In combinazione con un chemioterapico radiosensibilizzante noto come paclitaxel, gli autori dello studio hanno valutato il loro biopolimero radioattivo in diversi modelli di cancro del pancreas, accuratamente selezionati per riflettere diversi aspetti del cancro del pancreas (ad esempio, mutazioni comuni, caratteristiche tumorali, densità tumorale o resistenza al trattamento).

Tra tutti i modelli testati, quasi tutti i topi hanno risposto, il che significa che i tumori si sono ridotti o sono completamente scomparsi. “I tassi di risposta che abbiamo visto nei nostri modelli erano senza precedenti”, ha detto Schaal.

“Dopo una revisione approfondita della letteratura, dobbiamo ancora trovare un altro regime di trattamento che dimostri una risposta così robusta in modelli multipli e geneticamente diversi di cancro al pancreas”. Inoltre, in alcuni topi, i tumori non sono mai tornati nel corso dello studio.

Quando gli autori dello studio hanno valutato un regime di trattamento clinico corrente – paclitaxel più radiazioni a fascio esterno – i tassi di risposta non erano così impressionanti: il tasso di crescita del tumore era solo inibito, invece di ridurre o scomparire i tumori.

“A differenza della radiazione del fascio esterno, che viene data in brevi raffiche, il nostro approccio di brachiterapia fornisce radiazioni continuamente”, ha spiegato Schaal. “Abbiamo scoperto che questa continua radiazione di particelle beta ha alterato il microambiente del tumore e ha permesso al paclitaxel di penetrare meglio nel nucleo del tumore, consentendo un effetto terapeutico sinergico”.

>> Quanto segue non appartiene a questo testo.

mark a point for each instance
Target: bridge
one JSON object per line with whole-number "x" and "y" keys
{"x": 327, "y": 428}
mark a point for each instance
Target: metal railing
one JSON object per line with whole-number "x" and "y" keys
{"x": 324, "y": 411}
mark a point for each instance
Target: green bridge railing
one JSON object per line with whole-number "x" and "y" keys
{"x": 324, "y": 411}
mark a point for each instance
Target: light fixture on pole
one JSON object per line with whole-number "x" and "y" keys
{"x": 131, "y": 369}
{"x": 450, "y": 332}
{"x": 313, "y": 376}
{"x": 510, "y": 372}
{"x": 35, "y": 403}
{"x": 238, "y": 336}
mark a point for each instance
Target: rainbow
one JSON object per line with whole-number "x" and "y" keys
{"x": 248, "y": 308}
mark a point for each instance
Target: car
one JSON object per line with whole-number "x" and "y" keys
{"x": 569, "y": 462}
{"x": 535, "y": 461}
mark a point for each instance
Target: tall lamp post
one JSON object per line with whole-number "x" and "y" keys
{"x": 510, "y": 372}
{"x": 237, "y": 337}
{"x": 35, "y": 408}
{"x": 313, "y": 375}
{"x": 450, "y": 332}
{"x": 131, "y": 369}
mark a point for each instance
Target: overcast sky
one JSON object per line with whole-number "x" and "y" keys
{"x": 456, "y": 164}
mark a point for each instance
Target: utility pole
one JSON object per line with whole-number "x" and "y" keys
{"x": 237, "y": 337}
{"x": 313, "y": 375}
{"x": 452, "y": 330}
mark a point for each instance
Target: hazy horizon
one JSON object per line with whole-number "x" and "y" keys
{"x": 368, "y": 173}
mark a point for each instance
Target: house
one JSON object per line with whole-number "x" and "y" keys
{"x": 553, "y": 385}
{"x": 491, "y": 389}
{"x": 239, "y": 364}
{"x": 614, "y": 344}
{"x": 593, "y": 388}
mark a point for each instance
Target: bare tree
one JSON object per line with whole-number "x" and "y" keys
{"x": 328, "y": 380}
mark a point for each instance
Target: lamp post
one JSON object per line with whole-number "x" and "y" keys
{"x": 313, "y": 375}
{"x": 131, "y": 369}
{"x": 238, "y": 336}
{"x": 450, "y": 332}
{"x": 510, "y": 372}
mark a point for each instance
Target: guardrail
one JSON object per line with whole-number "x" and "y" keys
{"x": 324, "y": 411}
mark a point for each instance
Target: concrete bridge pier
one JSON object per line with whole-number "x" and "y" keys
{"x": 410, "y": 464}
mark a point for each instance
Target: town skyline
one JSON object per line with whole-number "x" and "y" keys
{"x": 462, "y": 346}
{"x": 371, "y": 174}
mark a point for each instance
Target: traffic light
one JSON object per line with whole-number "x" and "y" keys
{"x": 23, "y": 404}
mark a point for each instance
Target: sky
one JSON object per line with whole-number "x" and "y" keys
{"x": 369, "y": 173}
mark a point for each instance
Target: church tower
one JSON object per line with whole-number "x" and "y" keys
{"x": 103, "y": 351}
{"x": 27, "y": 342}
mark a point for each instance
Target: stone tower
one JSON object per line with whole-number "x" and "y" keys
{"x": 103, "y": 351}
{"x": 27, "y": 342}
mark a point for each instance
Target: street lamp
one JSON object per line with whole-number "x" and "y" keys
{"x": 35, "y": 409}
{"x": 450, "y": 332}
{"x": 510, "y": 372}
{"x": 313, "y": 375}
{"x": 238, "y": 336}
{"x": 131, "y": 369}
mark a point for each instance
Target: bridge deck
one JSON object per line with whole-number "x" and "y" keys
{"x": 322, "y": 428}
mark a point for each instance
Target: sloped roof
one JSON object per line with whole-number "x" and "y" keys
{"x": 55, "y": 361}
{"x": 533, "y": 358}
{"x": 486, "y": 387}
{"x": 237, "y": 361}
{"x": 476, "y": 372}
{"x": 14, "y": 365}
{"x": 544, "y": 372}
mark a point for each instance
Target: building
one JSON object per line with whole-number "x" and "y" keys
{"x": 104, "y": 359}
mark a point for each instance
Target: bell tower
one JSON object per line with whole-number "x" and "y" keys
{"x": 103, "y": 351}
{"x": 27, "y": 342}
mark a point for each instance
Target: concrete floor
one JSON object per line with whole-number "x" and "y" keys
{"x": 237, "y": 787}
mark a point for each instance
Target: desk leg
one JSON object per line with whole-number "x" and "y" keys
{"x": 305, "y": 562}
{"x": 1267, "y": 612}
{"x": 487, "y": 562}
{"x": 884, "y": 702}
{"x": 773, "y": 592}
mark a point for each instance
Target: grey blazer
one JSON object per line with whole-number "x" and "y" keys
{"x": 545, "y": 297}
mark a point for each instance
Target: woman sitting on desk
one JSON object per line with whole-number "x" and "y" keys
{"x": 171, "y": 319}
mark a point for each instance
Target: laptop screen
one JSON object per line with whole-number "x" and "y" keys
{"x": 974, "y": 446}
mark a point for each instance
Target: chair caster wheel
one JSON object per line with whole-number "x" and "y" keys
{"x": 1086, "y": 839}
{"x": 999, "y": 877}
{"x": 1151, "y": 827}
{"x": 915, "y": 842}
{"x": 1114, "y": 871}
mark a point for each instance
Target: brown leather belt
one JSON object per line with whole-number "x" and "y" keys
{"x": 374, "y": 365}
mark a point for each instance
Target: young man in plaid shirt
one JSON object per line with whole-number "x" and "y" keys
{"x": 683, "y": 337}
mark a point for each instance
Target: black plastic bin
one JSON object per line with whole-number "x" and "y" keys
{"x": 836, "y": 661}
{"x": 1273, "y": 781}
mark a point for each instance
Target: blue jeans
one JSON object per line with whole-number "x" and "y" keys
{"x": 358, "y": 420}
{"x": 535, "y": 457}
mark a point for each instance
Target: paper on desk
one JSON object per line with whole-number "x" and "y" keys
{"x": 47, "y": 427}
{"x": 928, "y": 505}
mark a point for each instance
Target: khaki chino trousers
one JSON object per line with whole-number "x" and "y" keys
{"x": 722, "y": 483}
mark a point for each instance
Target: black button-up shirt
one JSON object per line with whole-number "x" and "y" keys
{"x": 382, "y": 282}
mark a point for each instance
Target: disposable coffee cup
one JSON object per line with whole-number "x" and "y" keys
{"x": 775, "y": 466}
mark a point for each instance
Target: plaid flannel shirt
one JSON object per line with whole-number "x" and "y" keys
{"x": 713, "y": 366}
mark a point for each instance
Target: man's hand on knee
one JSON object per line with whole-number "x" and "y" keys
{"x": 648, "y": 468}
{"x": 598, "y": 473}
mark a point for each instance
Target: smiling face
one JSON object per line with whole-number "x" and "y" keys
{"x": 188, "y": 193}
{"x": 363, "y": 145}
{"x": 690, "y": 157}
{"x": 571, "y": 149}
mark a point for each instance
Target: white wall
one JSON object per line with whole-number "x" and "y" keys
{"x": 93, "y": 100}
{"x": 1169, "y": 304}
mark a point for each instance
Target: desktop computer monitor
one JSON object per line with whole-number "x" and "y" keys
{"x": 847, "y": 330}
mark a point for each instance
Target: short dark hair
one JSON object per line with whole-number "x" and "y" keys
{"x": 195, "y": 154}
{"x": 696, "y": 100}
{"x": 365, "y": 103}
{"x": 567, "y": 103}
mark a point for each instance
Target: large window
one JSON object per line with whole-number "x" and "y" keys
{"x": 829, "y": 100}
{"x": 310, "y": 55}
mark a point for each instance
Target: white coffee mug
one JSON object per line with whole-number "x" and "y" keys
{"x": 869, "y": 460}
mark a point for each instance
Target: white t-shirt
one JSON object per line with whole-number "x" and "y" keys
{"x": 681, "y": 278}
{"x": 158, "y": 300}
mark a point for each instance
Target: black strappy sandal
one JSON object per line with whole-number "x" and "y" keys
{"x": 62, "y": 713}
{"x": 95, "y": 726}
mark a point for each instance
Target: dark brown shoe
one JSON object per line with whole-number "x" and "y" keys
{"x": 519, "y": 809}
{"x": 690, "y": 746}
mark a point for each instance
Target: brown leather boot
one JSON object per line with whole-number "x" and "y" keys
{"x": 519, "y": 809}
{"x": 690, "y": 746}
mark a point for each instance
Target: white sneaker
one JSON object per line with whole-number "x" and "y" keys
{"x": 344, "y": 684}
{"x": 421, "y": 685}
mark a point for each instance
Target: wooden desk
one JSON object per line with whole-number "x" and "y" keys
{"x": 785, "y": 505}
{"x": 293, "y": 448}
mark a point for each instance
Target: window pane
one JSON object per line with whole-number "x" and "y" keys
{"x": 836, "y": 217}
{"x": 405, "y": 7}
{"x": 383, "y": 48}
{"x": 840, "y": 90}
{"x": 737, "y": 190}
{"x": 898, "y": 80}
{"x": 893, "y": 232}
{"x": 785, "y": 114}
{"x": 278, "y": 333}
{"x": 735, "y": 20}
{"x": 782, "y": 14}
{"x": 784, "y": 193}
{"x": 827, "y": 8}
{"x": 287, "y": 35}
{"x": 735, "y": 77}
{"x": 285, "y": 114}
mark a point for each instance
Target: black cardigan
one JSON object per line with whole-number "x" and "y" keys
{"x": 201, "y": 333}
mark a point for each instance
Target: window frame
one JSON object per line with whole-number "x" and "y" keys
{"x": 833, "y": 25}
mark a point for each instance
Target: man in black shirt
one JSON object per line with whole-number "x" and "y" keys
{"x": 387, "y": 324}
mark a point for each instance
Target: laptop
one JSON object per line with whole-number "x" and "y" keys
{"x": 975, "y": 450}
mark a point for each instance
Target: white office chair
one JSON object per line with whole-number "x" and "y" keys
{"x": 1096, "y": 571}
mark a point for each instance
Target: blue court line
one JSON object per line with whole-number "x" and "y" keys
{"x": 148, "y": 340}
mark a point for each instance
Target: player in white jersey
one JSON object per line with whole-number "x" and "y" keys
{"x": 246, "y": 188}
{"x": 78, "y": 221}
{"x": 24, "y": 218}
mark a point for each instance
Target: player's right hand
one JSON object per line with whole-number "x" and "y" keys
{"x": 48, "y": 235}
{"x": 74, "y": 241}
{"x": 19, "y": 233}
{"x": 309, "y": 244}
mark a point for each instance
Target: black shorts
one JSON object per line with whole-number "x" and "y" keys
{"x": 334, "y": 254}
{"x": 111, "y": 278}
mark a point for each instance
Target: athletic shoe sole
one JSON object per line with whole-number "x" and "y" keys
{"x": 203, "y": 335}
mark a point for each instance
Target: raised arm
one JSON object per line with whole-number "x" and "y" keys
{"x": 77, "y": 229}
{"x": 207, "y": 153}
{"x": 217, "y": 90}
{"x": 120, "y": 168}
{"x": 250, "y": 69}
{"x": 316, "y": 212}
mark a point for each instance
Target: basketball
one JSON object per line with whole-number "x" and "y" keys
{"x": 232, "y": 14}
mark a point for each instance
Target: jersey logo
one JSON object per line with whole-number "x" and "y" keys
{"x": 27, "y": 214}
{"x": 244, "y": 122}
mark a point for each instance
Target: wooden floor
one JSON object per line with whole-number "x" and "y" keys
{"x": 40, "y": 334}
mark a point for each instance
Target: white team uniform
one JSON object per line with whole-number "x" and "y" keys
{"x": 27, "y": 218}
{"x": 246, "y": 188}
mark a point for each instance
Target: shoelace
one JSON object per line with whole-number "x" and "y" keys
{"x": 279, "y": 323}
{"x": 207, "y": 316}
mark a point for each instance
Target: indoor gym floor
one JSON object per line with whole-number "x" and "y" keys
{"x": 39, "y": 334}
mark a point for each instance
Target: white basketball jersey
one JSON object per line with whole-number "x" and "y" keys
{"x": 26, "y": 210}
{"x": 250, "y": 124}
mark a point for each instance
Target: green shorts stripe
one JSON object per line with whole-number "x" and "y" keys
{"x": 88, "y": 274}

È importante sottolineare che i ricercatori non hanno osservato alcun problema di tossicità acuta nel corso del loro studio, con quantità trascurabili di radioattività che si accumulano negli organi critici nei topi.

In precedenza hanno riferito che il loro biopolimero radioattivo si biodegrada in modo sicuro, con l’emivita del gel (circa 95 giorni) che supera di gran lunga l’emivita di I-131 (circa otto giorni).

Gli autori non hanno valutato il loro trattamento nella malattia metastatica, ma la natura del loro approccio consentirebbe iniezioni di biopolimeri in più posizioni, come le masse tumorali in altri organi. E mentre questo studio rimane nella fase preclinica, gli autori dello studio stanno lavorando per portare avanti questo trattamento.

“Il nostro gruppo ha collaborato con ricercatori clinici per sviluppare e ottimizzare il nostro sistema per la somministrazione guidata da endoscopi in un modello animale più ampio”, ha detto l’autore senior Ashutosh Chilkoti,  professore presso il Dipartimento di Ingegneria Biomedica della Duke University. “La sfida, tuttavia, di portare questo – o qualsiasi nuovo trattamento – ai pazienti è trovare il supporto per portarlo attraverso gli studi clinici”.